Karen had some real-life inspiration.
The cast then recalled their early experiences on the production. Bracco told the audience about how her family’s cultural background and where she grew up informed her role as Karen. “I had an Italian father, but I have an English mother,” she said. “I learned a lot about being Italian from my dad, but we lived in a Jewish neighborhood, which helped create Karen.”
Sometimes a hoof is a hoof.
When Stewart asked about De Niro’s use of the word “hoof” during the scene at Tommy’s mother’s house, the actor gave a very matter-of-fact answer. “It’s a normal exchange between those characters where you say certain things where you’re kind of half-aware that it’s funny, but it’s also what would be said. He says, “a hoof.” A hoof is a hoof,” De Niro said. “It’s not a word that’s used a lot. My character in that situation at that dinner table in an impromptu meal while there’s a body in the trunk, it felt like the right thing to say.”
The “funny how” scene was improvised… to a point.
Since Pesci couldn’t make it, Liotta shared his experience shooting the scene that features the movie’s most iconic exchange. According to him, Pesci had a similar experience talking to “a connected” man in Queens before the shoot. When he told Scorsese about it, the director decided to incorporate it as the lead-in to Tommy’s violent encounter with owner of the Bamboo Lounge. The cast worked through the scene with Scorsese, but when Pesci went “off book” during filming, the director had to reel him back in.
Paul Sorvino almost quit.
Three days before filming was supposed to start, Sorvino told his manager that he wanted to leave the production because he couldn’t wrap his head around the contradictions within his character Paulie. All it took to change his mind, though, was a severe face he accidentally made in the mirror while straightening his tie.
Henry Hill thanked Ray Liotta for making him look good.
Per Scorsese’s instructions, Liotta didn’t meet with the real Henry Hill until after the movie came out.
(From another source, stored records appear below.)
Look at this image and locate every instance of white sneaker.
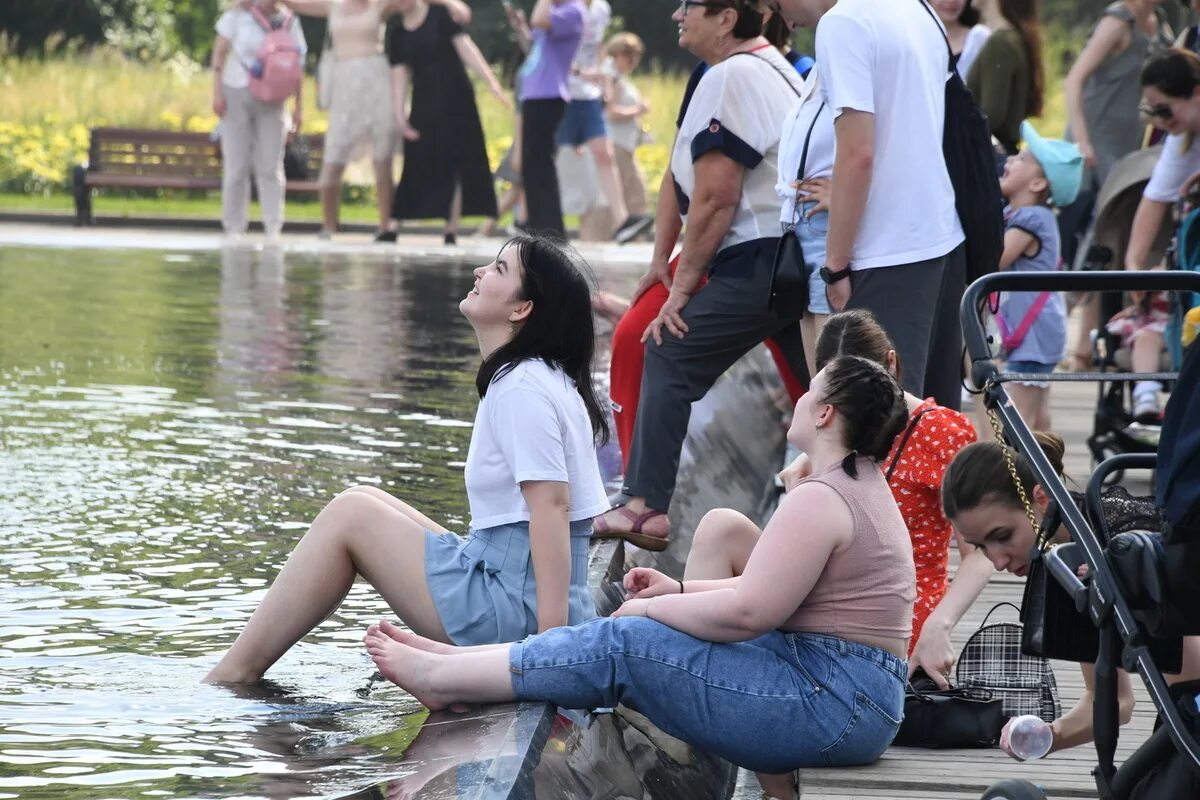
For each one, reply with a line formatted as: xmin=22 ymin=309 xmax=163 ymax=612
xmin=1132 ymin=392 xmax=1161 ymax=425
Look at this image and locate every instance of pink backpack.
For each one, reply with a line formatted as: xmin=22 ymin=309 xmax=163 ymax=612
xmin=243 ymin=3 xmax=303 ymax=104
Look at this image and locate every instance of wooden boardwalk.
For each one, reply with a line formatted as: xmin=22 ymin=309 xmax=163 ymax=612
xmin=735 ymin=379 xmax=1161 ymax=800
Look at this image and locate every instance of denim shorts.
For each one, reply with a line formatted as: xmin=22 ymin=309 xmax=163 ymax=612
xmin=509 ymin=617 xmax=906 ymax=773
xmin=789 ymin=204 xmax=831 ymax=315
xmin=555 ymin=98 xmax=608 ymax=147
xmin=1004 ymin=359 xmax=1056 ymax=388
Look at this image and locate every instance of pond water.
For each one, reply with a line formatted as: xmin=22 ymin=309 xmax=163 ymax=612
xmin=0 ymin=245 xmax=618 ymax=799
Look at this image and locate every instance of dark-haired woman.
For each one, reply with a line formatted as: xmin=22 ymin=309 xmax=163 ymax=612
xmin=1113 ymin=48 xmax=1200 ymax=421
xmin=363 ymin=355 xmax=914 ymax=800
xmin=779 ymin=310 xmax=981 ymax=687
xmin=968 ymin=0 xmax=1045 ymax=155
xmin=204 ymin=236 xmax=610 ymax=683
xmin=941 ymin=432 xmax=1200 ymax=758
xmin=931 ymin=0 xmax=990 ymax=79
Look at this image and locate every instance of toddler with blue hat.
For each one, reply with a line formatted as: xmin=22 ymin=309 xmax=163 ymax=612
xmin=993 ymin=120 xmax=1085 ymax=430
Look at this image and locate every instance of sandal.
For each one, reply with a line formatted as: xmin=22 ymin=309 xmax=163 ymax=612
xmin=591 ymin=505 xmax=670 ymax=552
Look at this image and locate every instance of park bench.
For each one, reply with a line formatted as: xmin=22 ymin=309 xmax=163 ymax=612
xmin=72 ymin=127 xmax=324 ymax=225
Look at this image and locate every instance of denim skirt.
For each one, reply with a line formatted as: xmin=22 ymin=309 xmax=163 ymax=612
xmin=425 ymin=519 xmax=596 ymax=645
xmin=509 ymin=617 xmax=906 ymax=773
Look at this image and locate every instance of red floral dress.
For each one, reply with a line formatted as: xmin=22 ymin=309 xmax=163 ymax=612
xmin=882 ymin=398 xmax=977 ymax=653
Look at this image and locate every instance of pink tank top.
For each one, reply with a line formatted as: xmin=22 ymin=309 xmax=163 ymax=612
xmin=784 ymin=458 xmax=917 ymax=641
xmin=330 ymin=0 xmax=385 ymax=61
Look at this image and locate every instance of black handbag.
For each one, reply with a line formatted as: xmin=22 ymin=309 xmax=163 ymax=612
xmin=893 ymin=671 xmax=1006 ymax=748
xmin=1019 ymin=501 xmax=1102 ymax=664
xmin=769 ymin=102 xmax=825 ymax=320
xmin=284 ymin=135 xmax=310 ymax=181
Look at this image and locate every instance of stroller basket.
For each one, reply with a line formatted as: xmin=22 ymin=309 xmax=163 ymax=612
xmin=961 ymin=271 xmax=1200 ymax=800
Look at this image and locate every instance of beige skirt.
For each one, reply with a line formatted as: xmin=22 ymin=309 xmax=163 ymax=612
xmin=323 ymin=54 xmax=395 ymax=166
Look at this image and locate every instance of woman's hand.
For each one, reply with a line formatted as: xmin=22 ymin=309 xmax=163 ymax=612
xmin=623 ymin=567 xmax=678 ymax=599
xmin=1078 ymin=140 xmax=1096 ymax=172
xmin=213 ymin=92 xmax=227 ymax=118
xmin=793 ymin=177 xmax=832 ymax=217
xmin=397 ymin=120 xmax=420 ymax=141
xmin=611 ymin=597 xmax=651 ymax=618
xmin=908 ymin=620 xmax=957 ymax=690
xmin=777 ymin=452 xmax=812 ymax=493
xmin=630 ymin=255 xmax=673 ymax=304
xmin=642 ymin=287 xmax=691 ymax=346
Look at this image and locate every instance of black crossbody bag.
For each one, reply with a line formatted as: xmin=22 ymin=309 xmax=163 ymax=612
xmin=769 ymin=102 xmax=825 ymax=319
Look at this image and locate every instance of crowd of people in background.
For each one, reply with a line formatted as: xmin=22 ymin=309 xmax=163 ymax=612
xmin=203 ymin=2 xmax=1200 ymax=798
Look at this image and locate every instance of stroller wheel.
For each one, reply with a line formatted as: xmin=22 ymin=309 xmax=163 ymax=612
xmin=980 ymin=779 xmax=1048 ymax=800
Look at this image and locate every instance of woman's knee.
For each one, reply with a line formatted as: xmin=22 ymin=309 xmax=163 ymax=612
xmin=694 ymin=508 xmax=757 ymax=550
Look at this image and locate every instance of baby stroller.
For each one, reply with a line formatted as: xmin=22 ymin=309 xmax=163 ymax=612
xmin=1072 ymin=147 xmax=1176 ymax=479
xmin=963 ymin=269 xmax=1200 ymax=800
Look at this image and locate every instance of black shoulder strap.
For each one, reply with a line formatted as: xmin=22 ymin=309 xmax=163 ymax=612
xmin=916 ymin=0 xmax=954 ymax=67
xmin=885 ymin=407 xmax=931 ymax=481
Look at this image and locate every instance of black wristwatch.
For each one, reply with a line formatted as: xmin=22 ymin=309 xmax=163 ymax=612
xmin=819 ymin=265 xmax=851 ymax=285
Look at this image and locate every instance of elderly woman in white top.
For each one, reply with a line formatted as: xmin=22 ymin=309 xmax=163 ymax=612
xmin=211 ymin=0 xmax=307 ymax=243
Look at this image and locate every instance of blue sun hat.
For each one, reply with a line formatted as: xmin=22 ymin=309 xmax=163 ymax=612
xmin=1020 ymin=120 xmax=1084 ymax=207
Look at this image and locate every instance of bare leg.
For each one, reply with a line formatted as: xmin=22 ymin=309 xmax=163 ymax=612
xmin=374 ymin=619 xmax=506 ymax=655
xmin=204 ymin=488 xmax=451 ymax=683
xmin=799 ymin=313 xmax=829 ymax=379
xmin=319 ymin=162 xmax=346 ymax=235
xmin=1006 ymin=383 xmax=1044 ymax=430
xmin=1131 ymin=329 xmax=1165 ymax=372
xmin=363 ymin=628 xmax=515 ymax=710
xmin=341 ymin=485 xmax=448 ymax=533
xmin=373 ymin=158 xmax=393 ymax=232
xmin=1069 ymin=296 xmax=1098 ymax=370
xmin=446 ymin=182 xmax=463 ymax=240
xmin=683 ymin=508 xmax=762 ymax=582
xmin=588 ymin=136 xmax=627 ymax=229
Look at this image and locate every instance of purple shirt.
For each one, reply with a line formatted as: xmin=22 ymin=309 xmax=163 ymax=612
xmin=518 ymin=1 xmax=585 ymax=102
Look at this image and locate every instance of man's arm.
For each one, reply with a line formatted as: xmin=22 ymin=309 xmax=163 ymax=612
xmin=823 ymin=109 xmax=874 ymax=309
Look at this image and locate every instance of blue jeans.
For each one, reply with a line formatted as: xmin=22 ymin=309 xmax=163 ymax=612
xmin=794 ymin=204 xmax=831 ymax=315
xmin=509 ymin=617 xmax=906 ymax=773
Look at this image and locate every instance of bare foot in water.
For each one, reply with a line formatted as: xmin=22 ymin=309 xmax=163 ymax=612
xmin=363 ymin=628 xmax=452 ymax=710
xmin=374 ymin=619 xmax=457 ymax=655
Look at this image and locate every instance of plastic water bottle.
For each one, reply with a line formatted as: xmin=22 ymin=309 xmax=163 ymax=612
xmin=249 ymin=58 xmax=264 ymax=79
xmin=1007 ymin=715 xmax=1053 ymax=760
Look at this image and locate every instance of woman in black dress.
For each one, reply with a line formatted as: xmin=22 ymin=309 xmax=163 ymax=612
xmin=384 ymin=0 xmax=508 ymax=244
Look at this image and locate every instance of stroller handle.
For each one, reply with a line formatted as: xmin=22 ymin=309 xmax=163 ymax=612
xmin=960 ymin=271 xmax=1200 ymax=389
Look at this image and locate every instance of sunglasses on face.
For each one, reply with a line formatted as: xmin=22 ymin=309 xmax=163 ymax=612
xmin=1140 ymin=103 xmax=1175 ymax=121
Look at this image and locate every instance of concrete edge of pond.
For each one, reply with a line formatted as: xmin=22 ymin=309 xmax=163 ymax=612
xmin=0 ymin=221 xmax=657 ymax=274
xmin=373 ymin=345 xmax=787 ymax=799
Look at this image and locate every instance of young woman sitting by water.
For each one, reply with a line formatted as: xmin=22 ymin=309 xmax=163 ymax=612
xmin=361 ymin=355 xmax=914 ymax=800
xmin=779 ymin=310 xmax=986 ymax=689
xmin=941 ymin=433 xmax=1200 ymax=758
xmin=204 ymin=236 xmax=610 ymax=683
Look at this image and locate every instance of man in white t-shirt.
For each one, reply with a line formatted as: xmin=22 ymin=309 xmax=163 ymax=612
xmin=783 ymin=0 xmax=966 ymax=408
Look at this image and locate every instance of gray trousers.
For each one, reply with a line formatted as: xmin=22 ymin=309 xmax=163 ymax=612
xmin=844 ymin=244 xmax=966 ymax=411
xmin=623 ymin=238 xmax=808 ymax=512
xmin=220 ymin=85 xmax=288 ymax=236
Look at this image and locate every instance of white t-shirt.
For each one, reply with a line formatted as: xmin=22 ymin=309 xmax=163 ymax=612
xmin=605 ymin=59 xmax=643 ymax=152
xmin=463 ymin=360 xmax=608 ymax=530
xmin=1143 ymin=134 xmax=1200 ymax=203
xmin=216 ymin=6 xmax=308 ymax=90
xmin=816 ymin=0 xmax=964 ymax=270
xmin=672 ymin=46 xmax=804 ymax=252
xmin=956 ymin=24 xmax=991 ymax=81
xmin=777 ymin=65 xmax=835 ymax=225
xmin=567 ymin=0 xmax=611 ymax=102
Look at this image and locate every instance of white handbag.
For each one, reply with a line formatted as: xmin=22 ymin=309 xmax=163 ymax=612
xmin=316 ymin=26 xmax=334 ymax=110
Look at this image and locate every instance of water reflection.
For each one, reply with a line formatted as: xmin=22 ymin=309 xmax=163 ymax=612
xmin=0 ymin=245 xmax=497 ymax=798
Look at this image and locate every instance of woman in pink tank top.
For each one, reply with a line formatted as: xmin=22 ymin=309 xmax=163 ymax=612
xmin=354 ymin=355 xmax=915 ymax=800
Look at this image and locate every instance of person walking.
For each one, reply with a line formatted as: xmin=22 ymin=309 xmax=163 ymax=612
xmin=776 ymin=0 xmax=966 ymax=412
xmin=603 ymin=33 xmax=651 ymax=230
xmin=383 ymin=0 xmax=508 ymax=245
xmin=518 ymin=0 xmax=586 ymax=240
xmin=211 ymin=0 xmax=307 ymax=243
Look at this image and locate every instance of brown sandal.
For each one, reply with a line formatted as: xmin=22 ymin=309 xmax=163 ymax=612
xmin=591 ymin=505 xmax=670 ymax=552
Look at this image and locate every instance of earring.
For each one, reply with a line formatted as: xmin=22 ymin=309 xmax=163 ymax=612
xmin=507 ymin=320 xmax=516 ymax=334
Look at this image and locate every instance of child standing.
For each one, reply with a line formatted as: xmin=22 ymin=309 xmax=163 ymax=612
xmin=994 ymin=120 xmax=1084 ymax=430
xmin=603 ymin=33 xmax=650 ymax=232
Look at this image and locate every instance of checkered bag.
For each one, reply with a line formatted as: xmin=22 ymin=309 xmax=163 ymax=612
xmin=956 ymin=602 xmax=1061 ymax=723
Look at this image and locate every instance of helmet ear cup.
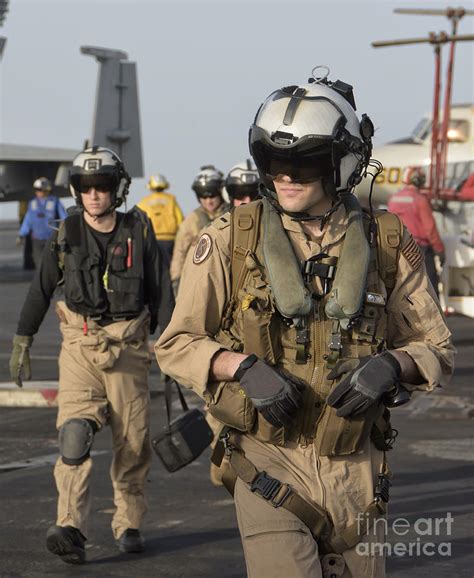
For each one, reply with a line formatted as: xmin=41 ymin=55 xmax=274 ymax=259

Once that happened, Liotta met Hill in a bowling alley on his invitation. The first thing that Hill said to him there was, “Thanks for not making me look like a scumbag.” Added Liotta: “Did you see the movie?”
Even the ketchup technique is authentic.
Before filming the scene with the meal at Tommy’s mother’s, Scorsese had Pileggi reach out to Hill to find out which method for getting ketchup out of the bottle Jimmy “The Gent” used. That’s why De Niro rolls the bottle in his hands, as we see in the finished film.